The astronaut physician on a Mars mission may not be a person. It will probably be an AI model running on the spacecraft, asked to make calls no one on Earth can second-guess in time to matter. The people planning that mission have not yet sorted out who is responsible when it is wrong.
That is the structural break inside NASA's current test of Red Hat's Ramalama model as a medical assistant for future Moon and Mars crews. On the International Space Station today, a crew medical issue gets a ground-based flight surgeon on a live video link within seconds. For missions hundreds of thousands of miles farther out, that model collapses. A signal to Mars can take more than twenty minutes each way, so the doctor on call has to live inside the spacecraft, or be software.
NASA's own research on the operational problem frames it in a technical memorandum on communication-delay medical response. The agency is openly building toward crews that diagnose, treat, and triage without synchronous ground support. Outside analysis of mobile deep-space medical systems describes the broader kit those crews would carry: sensors, treatment hardware, and decision aids. The AI medical assistant is the hardest piece, because it is the one that decides.
The case for doing this now, not later, was sharpened by an event 250 miles below the Moon. In January 2026, a Crew-11 astronaut aboard the ISS developed an unexplained medical issue serious enough to cut the mission short and trigger the station's first medical evacuation. Smithsonian Magazine reported that doctors still had not publicly identified the cause months after Crew-11 returned. Even with a real-time link to the crew, ground-based flight surgeons had not been able to crack the case in orbit. Treat the Crew-11 incident as illustrative rather than confirmed: it shows the diagnostic ceiling even when ground help is one radio call away, and it explains why NASA is investing in tools that do not depend on that link.
That is also where the public announcement runs out of answers. Red Hat says Ramalama is being tested as a NASA medical-assistant candidate, but the model's exact training corpus, autonomy tier, and the metrics NASA is using to evaluate it are not yet public. Neither NASA nor Red Hat has published what clinical authority the AI would have, what data it would draw on, or how a crew would override it. The Register's report on the test describes a research collaboration, not a deployed system.

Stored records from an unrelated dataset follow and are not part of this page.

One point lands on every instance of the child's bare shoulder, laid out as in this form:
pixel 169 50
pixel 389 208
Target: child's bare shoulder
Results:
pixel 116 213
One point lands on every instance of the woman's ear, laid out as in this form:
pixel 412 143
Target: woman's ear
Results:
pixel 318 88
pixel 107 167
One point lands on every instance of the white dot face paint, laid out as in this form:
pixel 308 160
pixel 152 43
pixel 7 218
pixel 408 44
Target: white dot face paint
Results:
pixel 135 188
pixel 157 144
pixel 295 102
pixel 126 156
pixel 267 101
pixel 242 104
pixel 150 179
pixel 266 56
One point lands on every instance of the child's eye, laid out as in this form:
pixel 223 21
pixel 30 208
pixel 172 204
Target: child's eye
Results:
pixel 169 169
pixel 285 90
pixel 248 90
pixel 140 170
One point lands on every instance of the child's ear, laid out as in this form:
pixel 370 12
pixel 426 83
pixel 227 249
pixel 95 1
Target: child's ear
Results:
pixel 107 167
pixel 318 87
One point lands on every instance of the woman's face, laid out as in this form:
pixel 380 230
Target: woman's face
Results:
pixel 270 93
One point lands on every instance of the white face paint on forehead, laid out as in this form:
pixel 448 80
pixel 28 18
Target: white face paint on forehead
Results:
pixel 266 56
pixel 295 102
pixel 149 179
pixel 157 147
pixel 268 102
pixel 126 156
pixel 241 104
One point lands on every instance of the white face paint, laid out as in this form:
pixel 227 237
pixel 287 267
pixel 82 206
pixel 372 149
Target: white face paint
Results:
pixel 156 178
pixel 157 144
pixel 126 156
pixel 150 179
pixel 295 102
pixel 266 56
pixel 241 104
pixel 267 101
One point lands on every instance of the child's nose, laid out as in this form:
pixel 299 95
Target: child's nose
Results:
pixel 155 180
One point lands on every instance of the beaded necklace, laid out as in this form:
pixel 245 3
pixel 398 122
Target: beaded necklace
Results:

What is missing from the picture is the human back end. On the ISS, when a flight surgeon makes a call, the chain is well-practiced: NASA is the operator, the surgeon is credentialed, the call is logged, and there is a paper trail. If the call goes wrong, the responsibility is layered and knowable. Move that decision to an AI on a spacecraft that cannot phone home, and every part of that chain needs a new answer. Who certifies the medical model the way a medical device is certified today? Who approves the training data, and is that a clinical decision, a procurement decision, or both? Who carries liability if an AI-recommended treatment harms a crew member halfway to Mars? When the AI disagrees with the astronaut, who wins?
These are not hypothetical questions. The same delay that makes ground control useless also makes an after-action lawsuit in Earth orbit useless. The license, the regulator, and the legal forum all have to exist before the spacecraft flies.
NASA's public framing of the Ramalama test leans technical and clinical. The harder story is structural. The agency is rehearsing the moment when an autonomous system holds a clinical decision for a person no one on the ground can reach, and the accountability scaffolding has not been built yet. Watch for whether future NASA solicitations name a certification pathway for medical AI, whether any published Ramalama evaluation specifies the model's decision authority, and whether partner agencies say out loud who carries the legal weight when the AI is the doctor.